Meta's xFormers library independently developed memory-efficient attention implementations in a similar spirit. The xFormers "cutlass" attention backend uses tiling and kernel fusion comparable to FlashAttention, and the library dynamically dispatches to whichever backend is available and fastest. In practice, FlashAttention-2 demonstrated roughly 2x speedup over the xFormers cutlass implementation, and the Dao-AILab implementation has become the dominant backend [6].
PyTorch integrated FlashAttention directly into its core API starting with PyTorch 2.0 via torch.nn.functional.scaled_dot_product_attention() (SDPA). This function automatically dispatches to FlashAttention when the inputs and hardware are compatible, making adoption seamless for PyTorch users. The SDPA interface also supports falling back to a memory-efficient C++ implementation or a standard math implementation when FlashAttention is unavailable [7].
FlashInfer is another notable implementation, developed as a library for LLM serving that includes attention kernels optimized for variable-length sequences and paged KV caches. It has been adopted by serving systems including SGLang and MLC-LLM [8].
NVIDIA's cuDNN library also includes its own fused attention implementation, which competes with FlashAttention on throughput for certain configurations. TensorRT-LLM, NVIDIA's inference optimization toolkit, integrates both cuDNN attention and FlashAttention kernels.
FlashAttention's adoption has been remarkably broad. By 2024, it was used in virtually every major open-source LLM implementation. Notable adopters include:
Major models trained with FlashAttention include the LLaMA family (Meta), Falcon (TII), MPT (MosaicML), Mistral, and many others. The algorithm's influence extends beyond language models to vision transformers, diffusion models for image generation, and audio processing models.
As of early 2026, the FlashAttention ecosystem continues to evolve rapidly. FlashAttention-4, written in CuTeDSL, represents the state of the art for Hopper and Blackwell GPUs.

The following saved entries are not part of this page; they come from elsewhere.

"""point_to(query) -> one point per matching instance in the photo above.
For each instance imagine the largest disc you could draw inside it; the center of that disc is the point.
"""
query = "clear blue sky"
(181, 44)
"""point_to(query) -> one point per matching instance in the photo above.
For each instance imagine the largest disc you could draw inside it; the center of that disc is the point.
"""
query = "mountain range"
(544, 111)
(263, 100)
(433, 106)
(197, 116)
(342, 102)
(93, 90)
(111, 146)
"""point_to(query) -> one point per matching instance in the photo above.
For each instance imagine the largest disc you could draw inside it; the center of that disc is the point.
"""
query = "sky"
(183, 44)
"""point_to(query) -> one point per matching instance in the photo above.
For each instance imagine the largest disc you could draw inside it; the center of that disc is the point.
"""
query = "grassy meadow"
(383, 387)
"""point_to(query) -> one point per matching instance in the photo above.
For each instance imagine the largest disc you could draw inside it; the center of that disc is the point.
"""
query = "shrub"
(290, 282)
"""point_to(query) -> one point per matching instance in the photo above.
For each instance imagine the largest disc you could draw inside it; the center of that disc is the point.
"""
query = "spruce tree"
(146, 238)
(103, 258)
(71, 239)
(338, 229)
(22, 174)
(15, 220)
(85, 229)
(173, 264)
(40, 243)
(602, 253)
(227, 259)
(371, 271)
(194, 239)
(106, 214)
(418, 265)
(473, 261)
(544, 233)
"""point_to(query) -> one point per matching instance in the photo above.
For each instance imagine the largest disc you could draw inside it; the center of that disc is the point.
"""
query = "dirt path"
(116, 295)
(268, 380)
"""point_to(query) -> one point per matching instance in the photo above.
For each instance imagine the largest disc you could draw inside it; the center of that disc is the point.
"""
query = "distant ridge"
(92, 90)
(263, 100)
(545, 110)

The integration with PyTorch's FlexAttention framework means that custom attention patterns (causal masks, sliding windows, document boundaries, and arbitrary user-defined modifications) can be expressed at a high level and compiled into optimized FlashAttention kernels automatically.
Tri Dao, who is an Assistant Professor of Computer Science at Princeton University and Co-founder and Chief Scientist of Together AI, continues to lead the development. The open-source repository at Dao-AILab/flash-attention on GitHub remains the reference implementation.

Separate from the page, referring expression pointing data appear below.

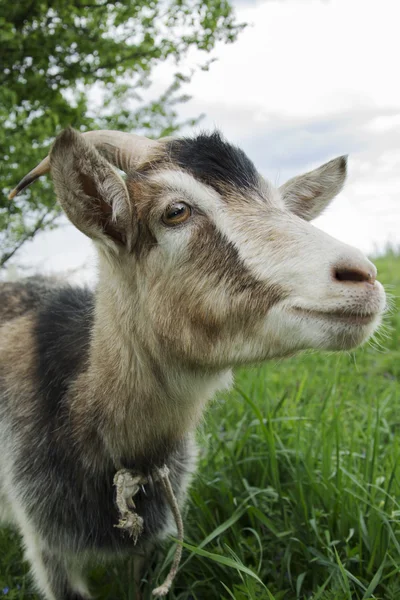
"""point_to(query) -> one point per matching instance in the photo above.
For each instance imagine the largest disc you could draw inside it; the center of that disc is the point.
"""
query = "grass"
(298, 491)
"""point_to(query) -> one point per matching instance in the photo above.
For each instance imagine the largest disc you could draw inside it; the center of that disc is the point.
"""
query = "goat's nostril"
(353, 274)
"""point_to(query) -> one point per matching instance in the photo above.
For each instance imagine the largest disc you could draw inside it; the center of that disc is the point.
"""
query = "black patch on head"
(212, 160)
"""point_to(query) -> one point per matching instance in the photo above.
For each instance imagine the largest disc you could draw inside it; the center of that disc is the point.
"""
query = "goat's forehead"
(210, 171)
(213, 161)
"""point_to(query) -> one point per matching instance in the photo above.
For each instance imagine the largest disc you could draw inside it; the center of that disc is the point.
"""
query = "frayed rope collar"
(127, 486)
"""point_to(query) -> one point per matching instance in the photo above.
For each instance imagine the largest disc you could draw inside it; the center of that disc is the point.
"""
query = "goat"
(203, 266)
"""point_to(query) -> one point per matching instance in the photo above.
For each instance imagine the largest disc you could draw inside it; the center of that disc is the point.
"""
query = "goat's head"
(223, 268)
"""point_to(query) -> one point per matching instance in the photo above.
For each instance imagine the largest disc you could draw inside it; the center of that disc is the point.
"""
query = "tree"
(59, 58)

The broader lesson of FlashAttention, that hardware-aware algorithm design can yield order-of-magnitude improvements without sacrificing mathematical exactness, has influenced work well beyond attention. Researchers have applied similar IO-aware principles to other operations in deep learning, including state-space models and convolution layers. FlashAttention demonstrated that the gap between theoretical peak hardware performance and actual achieved performance is often large, and that closing this gap through careful algorithm-hardware co-design can be as impactful as architectural innovation.